Dessin de la courbe d’une voûte avec les colonnes de chiffres permettant de la tracer

Le nombre dix est représenté par un signe en fer à cheval, cent par un morceau de corde, mille par une graine germée, dix mille par un doigt et enfin cent mille, qui exprime aussi l’innombrable, par un têtard de grenouille. Tout comme en arabe, malgré l’habitude acquise d’écrire de droite à gauche, on utilise ces signes au contraire de gauche à droite en commençant par les signes décimaux les plus élevés pour aboutir aux unités. Apparemment, le zéro n’est rendu par aucun signe distinct mais si un rang décimal est absent, certains scribes le matérialisent par un espace vide.
Les additions et les soustractions ne posent aucun problème aux scribes. Les multiplications et les divisions relevaient d’un exercice plus périlleux. Curieusement, les scribes mathématiciens ne semblent jamais s’être préoccupés d’apprendre leurs tables de multiplication si, d’aventure, ils en ont conçu une. Certes, la multiplication par 10 s’obtient aisément en remplaçant chaque signe présent dans le nombre par son décimal immédiatement supérieur.

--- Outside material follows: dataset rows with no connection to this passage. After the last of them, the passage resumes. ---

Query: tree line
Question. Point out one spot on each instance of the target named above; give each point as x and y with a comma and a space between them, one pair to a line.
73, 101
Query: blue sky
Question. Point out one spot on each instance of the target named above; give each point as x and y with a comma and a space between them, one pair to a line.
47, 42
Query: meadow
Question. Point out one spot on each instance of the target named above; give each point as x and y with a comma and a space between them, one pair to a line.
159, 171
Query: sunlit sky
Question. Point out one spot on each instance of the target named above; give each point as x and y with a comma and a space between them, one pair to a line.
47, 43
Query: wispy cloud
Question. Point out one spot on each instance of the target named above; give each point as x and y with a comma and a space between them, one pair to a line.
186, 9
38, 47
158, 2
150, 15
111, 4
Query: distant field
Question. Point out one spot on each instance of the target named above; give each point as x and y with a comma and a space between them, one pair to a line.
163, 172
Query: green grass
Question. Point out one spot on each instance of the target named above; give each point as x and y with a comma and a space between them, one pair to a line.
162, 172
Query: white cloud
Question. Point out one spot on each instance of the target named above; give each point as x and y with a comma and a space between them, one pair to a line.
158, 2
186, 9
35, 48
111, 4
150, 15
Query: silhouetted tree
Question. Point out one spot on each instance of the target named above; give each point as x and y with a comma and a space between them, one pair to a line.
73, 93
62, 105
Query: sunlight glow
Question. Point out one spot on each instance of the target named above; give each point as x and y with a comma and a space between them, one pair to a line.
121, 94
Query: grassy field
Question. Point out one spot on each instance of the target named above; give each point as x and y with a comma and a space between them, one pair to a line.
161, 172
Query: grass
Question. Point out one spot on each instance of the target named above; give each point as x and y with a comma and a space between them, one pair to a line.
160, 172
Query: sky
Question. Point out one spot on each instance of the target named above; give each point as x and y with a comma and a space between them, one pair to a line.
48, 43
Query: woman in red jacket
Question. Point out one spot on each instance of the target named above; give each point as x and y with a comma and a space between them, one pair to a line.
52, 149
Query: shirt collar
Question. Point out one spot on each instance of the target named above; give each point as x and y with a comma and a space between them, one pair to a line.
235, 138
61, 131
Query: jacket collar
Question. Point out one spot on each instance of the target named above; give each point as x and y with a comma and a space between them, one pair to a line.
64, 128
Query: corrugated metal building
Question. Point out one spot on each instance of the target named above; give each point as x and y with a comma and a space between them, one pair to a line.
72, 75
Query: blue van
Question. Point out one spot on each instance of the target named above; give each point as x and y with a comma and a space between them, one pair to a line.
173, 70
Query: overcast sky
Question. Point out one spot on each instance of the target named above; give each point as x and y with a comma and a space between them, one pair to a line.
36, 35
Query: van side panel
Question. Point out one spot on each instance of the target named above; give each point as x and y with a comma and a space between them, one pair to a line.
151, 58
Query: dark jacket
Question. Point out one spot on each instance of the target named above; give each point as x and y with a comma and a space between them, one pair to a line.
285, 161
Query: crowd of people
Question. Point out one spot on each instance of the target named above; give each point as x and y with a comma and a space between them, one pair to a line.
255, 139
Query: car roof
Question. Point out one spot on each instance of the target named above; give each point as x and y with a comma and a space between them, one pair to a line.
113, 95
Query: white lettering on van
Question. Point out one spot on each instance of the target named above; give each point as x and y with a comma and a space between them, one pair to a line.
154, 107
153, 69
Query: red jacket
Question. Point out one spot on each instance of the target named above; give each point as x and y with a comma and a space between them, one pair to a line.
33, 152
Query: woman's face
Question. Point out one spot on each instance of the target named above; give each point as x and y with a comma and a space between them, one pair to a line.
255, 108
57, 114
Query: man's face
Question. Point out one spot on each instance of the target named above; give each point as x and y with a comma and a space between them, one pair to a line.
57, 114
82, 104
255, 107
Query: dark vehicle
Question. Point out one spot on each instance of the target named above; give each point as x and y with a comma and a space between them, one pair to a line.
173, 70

Dans les autres cas, prenons par exemple celui de 27 x 13, leur méthode tient avant tout d’une décomposition en facteurs puissance de deux inférieurs à la moitié du nombre à multiplier
(27 = > 1, 2, 4, 6 ; 8, 10, 12 = 1 +2 + 6 + 8 +10). Une fois cette table établie, on fait de même pour le multiplicande en le doublant autant de fois que nécessaire (13, 26, 52, 78, 104, 130, 156). Il suffit alors d’additionner ensuite les différents multiples des facteurs retenus (13 + 26 + 78 + 104 + 130 = 351). Il suffit donc au scribe de connaître une table de deux. En fait pour chaque opération, le scribe se crée une table propre qui lui facilite grandement la tâche. Cette méthode n’est sans doute guère élégante mais on ne peut lui disputer son efficacité. La division demandait tout simplement l’opération inverse, fondée cette fois sur la soustraction.

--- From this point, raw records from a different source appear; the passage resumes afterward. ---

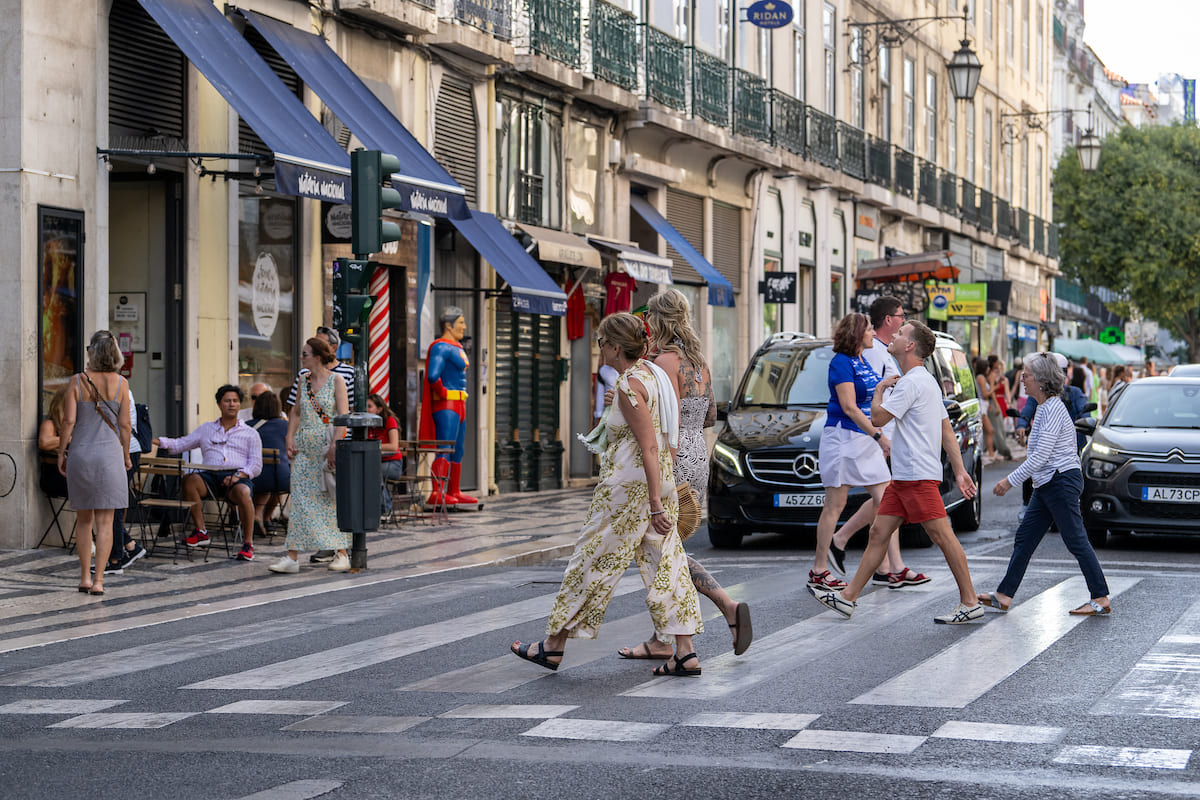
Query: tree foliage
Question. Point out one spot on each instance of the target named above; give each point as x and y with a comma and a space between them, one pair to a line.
1133, 226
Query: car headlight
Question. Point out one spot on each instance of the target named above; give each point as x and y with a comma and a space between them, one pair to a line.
727, 458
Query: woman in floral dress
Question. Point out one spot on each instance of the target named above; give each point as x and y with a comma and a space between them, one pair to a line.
313, 519
633, 515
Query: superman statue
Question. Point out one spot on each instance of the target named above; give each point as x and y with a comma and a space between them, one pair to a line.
444, 407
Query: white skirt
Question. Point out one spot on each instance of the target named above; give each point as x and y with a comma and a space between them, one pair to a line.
851, 458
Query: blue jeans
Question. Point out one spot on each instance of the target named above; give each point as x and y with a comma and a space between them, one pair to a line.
1055, 500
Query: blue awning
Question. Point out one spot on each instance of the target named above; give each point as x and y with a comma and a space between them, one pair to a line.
720, 290
533, 290
307, 161
424, 185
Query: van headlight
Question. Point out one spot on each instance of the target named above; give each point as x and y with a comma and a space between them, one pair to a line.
727, 458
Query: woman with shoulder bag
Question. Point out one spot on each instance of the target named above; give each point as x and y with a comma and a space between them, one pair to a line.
311, 446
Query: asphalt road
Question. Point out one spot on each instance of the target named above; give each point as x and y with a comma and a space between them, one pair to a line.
405, 689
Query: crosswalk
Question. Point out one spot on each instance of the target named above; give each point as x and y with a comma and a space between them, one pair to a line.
946, 696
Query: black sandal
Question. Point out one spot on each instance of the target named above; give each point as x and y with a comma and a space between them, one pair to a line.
678, 671
541, 659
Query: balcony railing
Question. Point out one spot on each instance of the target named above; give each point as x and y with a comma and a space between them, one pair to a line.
666, 66
492, 17
822, 138
967, 204
750, 108
905, 172
709, 88
555, 30
853, 150
927, 182
615, 44
786, 122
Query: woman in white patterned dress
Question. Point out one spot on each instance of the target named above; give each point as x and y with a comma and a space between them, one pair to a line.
679, 355
633, 516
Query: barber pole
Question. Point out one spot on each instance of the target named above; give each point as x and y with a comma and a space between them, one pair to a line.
378, 337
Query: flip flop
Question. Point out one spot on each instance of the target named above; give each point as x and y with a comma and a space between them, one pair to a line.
1091, 608
993, 601
541, 659
743, 632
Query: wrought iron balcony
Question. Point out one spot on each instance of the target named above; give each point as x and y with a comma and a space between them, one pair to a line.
666, 68
905, 172
750, 108
709, 88
492, 17
615, 44
822, 137
853, 150
879, 161
786, 122
967, 205
927, 182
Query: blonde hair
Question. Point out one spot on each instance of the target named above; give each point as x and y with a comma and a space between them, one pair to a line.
669, 317
625, 332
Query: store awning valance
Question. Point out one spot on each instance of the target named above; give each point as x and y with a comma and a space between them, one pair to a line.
639, 263
720, 290
917, 266
309, 161
424, 185
562, 248
533, 290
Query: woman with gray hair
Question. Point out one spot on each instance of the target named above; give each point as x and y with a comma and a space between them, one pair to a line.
1053, 462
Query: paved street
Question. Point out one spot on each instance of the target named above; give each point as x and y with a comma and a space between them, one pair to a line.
222, 680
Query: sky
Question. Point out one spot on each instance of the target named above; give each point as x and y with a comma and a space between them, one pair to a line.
1143, 38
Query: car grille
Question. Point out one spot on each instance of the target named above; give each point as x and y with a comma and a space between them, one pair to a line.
798, 470
1183, 480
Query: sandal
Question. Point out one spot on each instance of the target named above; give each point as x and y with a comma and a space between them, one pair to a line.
743, 633
541, 659
678, 671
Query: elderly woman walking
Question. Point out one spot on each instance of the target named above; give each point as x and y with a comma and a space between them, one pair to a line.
633, 516
1053, 462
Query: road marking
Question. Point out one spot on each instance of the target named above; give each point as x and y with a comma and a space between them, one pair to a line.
484, 711
1144, 757
127, 720
1165, 681
989, 654
753, 721
298, 708
1030, 734
853, 741
337, 723
598, 729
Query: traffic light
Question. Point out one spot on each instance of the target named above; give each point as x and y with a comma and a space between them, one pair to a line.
369, 170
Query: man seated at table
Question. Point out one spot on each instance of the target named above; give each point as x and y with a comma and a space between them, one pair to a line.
234, 449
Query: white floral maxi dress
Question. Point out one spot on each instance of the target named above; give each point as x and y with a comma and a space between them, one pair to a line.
618, 529
312, 523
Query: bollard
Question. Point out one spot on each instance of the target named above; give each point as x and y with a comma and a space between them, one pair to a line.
358, 482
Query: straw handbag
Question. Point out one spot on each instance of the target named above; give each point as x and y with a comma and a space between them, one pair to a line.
689, 511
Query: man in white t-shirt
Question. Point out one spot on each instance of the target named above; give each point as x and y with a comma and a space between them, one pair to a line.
887, 317
923, 427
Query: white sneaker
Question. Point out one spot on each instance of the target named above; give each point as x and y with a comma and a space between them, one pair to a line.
285, 565
960, 614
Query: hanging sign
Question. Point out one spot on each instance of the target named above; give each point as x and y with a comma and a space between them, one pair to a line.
769, 13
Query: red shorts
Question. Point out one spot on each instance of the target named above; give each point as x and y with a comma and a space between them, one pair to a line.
912, 501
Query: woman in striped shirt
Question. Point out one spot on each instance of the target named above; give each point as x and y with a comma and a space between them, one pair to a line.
1053, 462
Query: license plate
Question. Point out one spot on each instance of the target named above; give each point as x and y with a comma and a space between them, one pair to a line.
1167, 494
798, 500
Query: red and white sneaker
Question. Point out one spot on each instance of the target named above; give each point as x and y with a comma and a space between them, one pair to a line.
825, 581
198, 539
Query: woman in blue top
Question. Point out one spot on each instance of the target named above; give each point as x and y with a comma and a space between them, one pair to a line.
853, 452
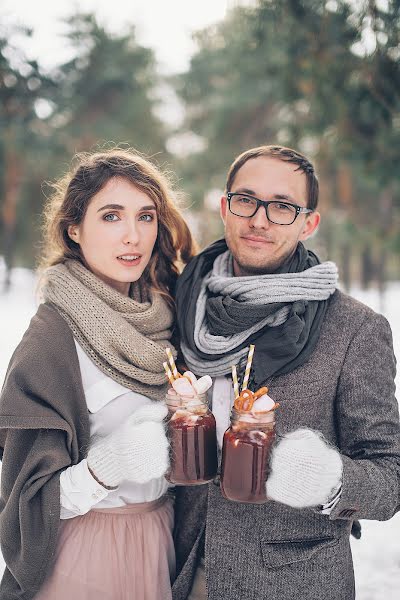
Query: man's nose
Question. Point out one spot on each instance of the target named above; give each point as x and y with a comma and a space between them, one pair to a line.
260, 219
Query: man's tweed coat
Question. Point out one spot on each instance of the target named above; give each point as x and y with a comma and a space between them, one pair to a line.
256, 552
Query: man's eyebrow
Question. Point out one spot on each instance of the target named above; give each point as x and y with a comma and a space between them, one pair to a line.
120, 207
253, 193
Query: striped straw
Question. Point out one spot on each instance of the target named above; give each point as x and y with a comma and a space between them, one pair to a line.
235, 381
168, 372
248, 367
172, 363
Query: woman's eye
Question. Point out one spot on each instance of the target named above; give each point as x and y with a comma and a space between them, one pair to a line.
111, 217
147, 217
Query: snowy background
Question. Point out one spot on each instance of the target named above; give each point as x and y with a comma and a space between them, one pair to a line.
376, 555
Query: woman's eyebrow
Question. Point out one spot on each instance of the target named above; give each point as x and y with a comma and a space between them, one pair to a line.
120, 207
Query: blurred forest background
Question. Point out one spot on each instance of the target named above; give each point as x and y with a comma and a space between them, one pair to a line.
320, 76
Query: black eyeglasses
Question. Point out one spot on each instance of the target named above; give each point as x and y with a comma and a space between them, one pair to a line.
280, 213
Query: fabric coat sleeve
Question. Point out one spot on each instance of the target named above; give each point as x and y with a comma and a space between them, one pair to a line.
368, 424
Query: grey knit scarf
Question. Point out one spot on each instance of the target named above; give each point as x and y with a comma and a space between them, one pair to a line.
279, 290
125, 336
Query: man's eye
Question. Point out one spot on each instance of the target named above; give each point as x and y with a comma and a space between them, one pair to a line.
111, 217
283, 207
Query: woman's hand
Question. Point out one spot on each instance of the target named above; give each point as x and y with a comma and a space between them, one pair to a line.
136, 451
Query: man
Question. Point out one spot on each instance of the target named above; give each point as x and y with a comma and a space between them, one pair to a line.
326, 358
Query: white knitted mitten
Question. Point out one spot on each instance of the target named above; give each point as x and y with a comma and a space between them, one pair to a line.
136, 451
305, 470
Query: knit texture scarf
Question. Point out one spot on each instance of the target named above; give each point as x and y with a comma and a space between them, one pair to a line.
219, 314
125, 336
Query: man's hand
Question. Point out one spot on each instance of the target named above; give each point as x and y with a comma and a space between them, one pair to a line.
305, 470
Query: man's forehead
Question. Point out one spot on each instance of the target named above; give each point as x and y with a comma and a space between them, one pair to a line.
264, 175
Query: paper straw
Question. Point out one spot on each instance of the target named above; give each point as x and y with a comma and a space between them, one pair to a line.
172, 363
248, 367
168, 372
235, 381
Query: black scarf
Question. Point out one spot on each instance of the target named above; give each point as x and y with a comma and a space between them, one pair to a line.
280, 349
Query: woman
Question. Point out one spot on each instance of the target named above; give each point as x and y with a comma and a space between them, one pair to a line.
84, 507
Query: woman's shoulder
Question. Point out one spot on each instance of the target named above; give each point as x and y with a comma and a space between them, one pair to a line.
46, 345
47, 331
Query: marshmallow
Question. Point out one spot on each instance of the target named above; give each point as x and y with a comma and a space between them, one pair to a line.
203, 384
183, 387
191, 376
263, 404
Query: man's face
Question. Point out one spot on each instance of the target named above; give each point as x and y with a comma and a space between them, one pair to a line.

Tableau d’offrande, époque de Thoutmôsis III

Si la notion de puissance et de racine ne peut réellement être perçue comme clairement intégrée, les scribes connaissent certains carrés et des racines usuelles et les utilisent avec facilité, surtout dans le cadre de mesures complexes de volumes et de surfaces. Ce fait permet d’aborder rapidement le domaine des fractions, les égyptiens n’ayant pas atteint le stade où il leur aurait été possible d’envisager d’exprimer des « chiffres après la virgule ». La plupart du temps, cette approche se limite à des fractions ayant comme numérateur 1. La fraction est rendue par le hiéroglyphe de la bouche, ro, suivi d’un nombre de bâtonnets indiquant le dénominateur. L’opération fait alors appel à des décompositions pratiques mais complexes. On connaît cependant des notations spéciales pour 2/3, 3/4, 4/5 et 5/6, seule la première étant relativement usitée. En ces termes, le célèbre papyrus Rhind offre la particularité de livrer une table de fractions ayant 2 pour numérateur.

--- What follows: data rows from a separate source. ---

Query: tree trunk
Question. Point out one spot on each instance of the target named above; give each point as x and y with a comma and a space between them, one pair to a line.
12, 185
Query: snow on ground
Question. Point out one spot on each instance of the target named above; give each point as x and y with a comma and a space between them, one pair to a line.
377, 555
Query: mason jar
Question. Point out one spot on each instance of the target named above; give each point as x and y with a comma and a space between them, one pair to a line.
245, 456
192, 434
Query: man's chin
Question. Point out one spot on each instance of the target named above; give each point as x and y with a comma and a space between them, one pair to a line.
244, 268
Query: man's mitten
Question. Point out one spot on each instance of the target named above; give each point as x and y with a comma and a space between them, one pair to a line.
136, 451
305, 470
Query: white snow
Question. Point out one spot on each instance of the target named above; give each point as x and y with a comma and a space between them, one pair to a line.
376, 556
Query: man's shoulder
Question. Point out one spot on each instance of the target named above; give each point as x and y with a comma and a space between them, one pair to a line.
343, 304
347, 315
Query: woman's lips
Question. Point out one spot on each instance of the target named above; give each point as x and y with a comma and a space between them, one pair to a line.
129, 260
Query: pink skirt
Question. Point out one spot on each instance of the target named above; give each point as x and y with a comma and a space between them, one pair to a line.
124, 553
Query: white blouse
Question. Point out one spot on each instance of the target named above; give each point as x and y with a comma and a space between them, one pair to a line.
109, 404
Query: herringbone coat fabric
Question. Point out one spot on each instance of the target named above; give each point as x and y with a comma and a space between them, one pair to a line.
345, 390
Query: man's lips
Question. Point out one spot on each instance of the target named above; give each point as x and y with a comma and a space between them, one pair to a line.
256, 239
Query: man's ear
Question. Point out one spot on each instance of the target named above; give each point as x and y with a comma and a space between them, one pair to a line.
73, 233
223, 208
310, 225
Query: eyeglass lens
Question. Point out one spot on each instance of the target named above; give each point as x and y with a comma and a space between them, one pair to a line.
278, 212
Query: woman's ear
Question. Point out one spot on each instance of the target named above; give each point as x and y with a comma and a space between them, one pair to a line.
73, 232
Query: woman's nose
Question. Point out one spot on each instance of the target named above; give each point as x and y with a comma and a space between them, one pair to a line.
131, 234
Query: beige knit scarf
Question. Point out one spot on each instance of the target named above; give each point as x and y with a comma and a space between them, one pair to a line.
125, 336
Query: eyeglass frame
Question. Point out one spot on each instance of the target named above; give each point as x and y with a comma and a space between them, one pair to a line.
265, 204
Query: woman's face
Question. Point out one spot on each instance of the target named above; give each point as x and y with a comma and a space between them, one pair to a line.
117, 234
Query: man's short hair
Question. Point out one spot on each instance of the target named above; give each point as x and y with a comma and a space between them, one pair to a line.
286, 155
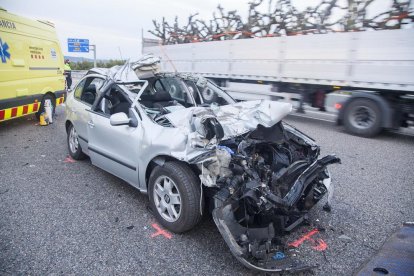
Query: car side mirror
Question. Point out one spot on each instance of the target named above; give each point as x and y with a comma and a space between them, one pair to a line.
119, 119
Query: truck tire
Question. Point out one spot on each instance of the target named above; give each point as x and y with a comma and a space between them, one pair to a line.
362, 117
42, 105
174, 195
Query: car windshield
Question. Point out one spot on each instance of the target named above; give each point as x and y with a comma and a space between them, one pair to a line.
174, 92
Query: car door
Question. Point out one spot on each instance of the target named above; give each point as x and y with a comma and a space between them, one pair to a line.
84, 96
113, 148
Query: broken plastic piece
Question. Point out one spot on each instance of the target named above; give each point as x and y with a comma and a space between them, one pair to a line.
279, 256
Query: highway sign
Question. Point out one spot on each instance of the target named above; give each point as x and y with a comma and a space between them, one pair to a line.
78, 45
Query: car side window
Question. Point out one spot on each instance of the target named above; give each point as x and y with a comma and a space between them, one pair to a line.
79, 89
114, 101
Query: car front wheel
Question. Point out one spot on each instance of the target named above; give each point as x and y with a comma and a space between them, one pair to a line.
174, 194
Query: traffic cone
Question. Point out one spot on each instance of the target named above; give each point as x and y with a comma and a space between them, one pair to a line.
48, 110
42, 120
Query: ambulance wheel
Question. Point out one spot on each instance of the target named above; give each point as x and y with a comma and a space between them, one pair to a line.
42, 105
74, 147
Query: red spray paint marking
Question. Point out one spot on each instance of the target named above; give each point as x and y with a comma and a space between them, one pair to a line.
160, 231
69, 160
318, 245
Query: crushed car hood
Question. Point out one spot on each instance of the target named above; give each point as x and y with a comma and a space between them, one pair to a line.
235, 119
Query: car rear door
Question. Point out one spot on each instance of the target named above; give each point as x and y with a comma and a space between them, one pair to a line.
83, 99
113, 148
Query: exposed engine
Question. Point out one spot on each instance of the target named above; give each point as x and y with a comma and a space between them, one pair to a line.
264, 183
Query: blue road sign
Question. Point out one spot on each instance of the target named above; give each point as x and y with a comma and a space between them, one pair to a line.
78, 45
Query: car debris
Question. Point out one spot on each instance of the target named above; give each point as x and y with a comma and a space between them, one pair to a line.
258, 175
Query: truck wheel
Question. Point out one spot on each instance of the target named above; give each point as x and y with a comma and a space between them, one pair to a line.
42, 105
363, 118
174, 195
74, 147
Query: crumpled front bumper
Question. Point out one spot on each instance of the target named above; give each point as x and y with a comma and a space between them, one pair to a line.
242, 247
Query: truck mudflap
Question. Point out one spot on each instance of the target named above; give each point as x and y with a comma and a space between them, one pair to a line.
258, 245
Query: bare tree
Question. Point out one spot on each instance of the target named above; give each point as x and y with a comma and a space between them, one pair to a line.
282, 18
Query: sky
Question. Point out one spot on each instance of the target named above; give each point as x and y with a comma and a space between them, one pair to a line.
116, 26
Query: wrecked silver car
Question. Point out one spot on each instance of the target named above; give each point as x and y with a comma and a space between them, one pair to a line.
191, 147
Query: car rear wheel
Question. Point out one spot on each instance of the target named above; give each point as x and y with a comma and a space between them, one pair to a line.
174, 195
74, 147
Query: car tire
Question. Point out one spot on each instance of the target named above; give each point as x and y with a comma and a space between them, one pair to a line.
75, 150
362, 117
42, 105
174, 195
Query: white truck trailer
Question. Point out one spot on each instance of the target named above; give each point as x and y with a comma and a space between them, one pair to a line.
375, 68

Les fractions complexes sont en outre le plus souvent réduites en deux, voire trois fractions plus simples, la première ayant, bien sur, r le dénominateur le plus simple possible. Lors des calculs, les fractions sont ainsi ’démontées" pour pouvoir être utilisées comme de simples nombres. A un esprit moderne, cette méthode semble démultiplier la difficulté plutôt que l’aplanir, mais elle dérive sans doute d’une approche pratique visant à la répartition par tête de certains biens de consommation.

Suite de problèmes concernant le calcul de la pente d’une pyramide. Papyrus Rhind, Moyen Empire, British Museum, Londres.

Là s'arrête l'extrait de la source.